In July 2018, Alliance Against Displacement held a panel in Nanaimo called “Poverty and Discontent: The Legal Roots of Anti-homeless Hate.” This panel discussion took place as public hostility against Nanaimo’s Discontent City was simmering. It was another month before this hate reached its boiling point, where vigilantes partnered with the Soldiers of Odin to organize two openly anti-homeless, far-right demonstrations that threatened to attack the homeless camp. This speech was given at the panel by AAD organizer Listen Chen.

The themes in this talk resonate today, as hatred against homeless people is being verbally taken up by Maple Ridge’s Mayor Morden and BC Liberal leader Andrew Wilkinson, who are calling for a coalition of municipalities to gather around the banner of refusing modular housing projects in their communities.
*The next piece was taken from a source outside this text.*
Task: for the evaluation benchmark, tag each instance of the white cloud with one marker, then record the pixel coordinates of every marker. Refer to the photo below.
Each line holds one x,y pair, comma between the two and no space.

The Volcano is publishing this talk because it presents a helpful outline of the ways that the ideologies of anti-homeless hate originate in Canada’s legal frameworks that guarantee individual rights to own, trade, and profit from property.
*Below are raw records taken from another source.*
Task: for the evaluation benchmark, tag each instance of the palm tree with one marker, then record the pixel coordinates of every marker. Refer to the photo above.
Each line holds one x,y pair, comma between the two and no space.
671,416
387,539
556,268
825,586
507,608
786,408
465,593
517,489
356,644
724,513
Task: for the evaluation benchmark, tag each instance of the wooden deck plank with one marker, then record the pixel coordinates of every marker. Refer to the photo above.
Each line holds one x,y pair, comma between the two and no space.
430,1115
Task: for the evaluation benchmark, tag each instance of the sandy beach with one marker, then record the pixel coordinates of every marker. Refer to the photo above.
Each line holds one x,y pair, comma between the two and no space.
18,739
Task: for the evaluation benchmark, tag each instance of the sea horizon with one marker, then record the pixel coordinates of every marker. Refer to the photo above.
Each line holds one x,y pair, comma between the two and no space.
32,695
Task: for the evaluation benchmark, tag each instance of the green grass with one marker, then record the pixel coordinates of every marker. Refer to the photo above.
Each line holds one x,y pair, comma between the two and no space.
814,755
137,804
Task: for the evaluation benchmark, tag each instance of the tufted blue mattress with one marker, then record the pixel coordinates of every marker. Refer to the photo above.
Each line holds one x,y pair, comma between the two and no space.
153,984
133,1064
In July at Anita Place tent city in Maple Ridge, cops tried to take a homeless woman’s truck, under the direction of a Parks officer. As soon as someone yelled out about what was happening, other residents came over and stood with her, physically blocking the police from moving the truck with their bodies. At the same time, an AAD organizer called the media and started recording the incident on their phone. Facing the mounting pressure of a collective resistance, the cops eventually backed off.

Now, imagine if this woman had been alone, parked by the river and living out of her truck. There is no way she could have resisted being forcibly displaced. I think this story can help us explore the relationship between poverty and the law, as well as the relationship between homeless people’s power and the law.

Surrey RCMP policing the homeless as they sweep the 135A Strip

Protecting property from homeless people

We might say that we live in a culture of anti-homeless hate, where people’s attitudes toward homeless people are discriminatory. But homeless hate is more than just social stigma and negative feelings. For this talk, I want to try to answer the question: what is the root of this hatred? How do we explain the ways in which our society is built to hate on homeless people?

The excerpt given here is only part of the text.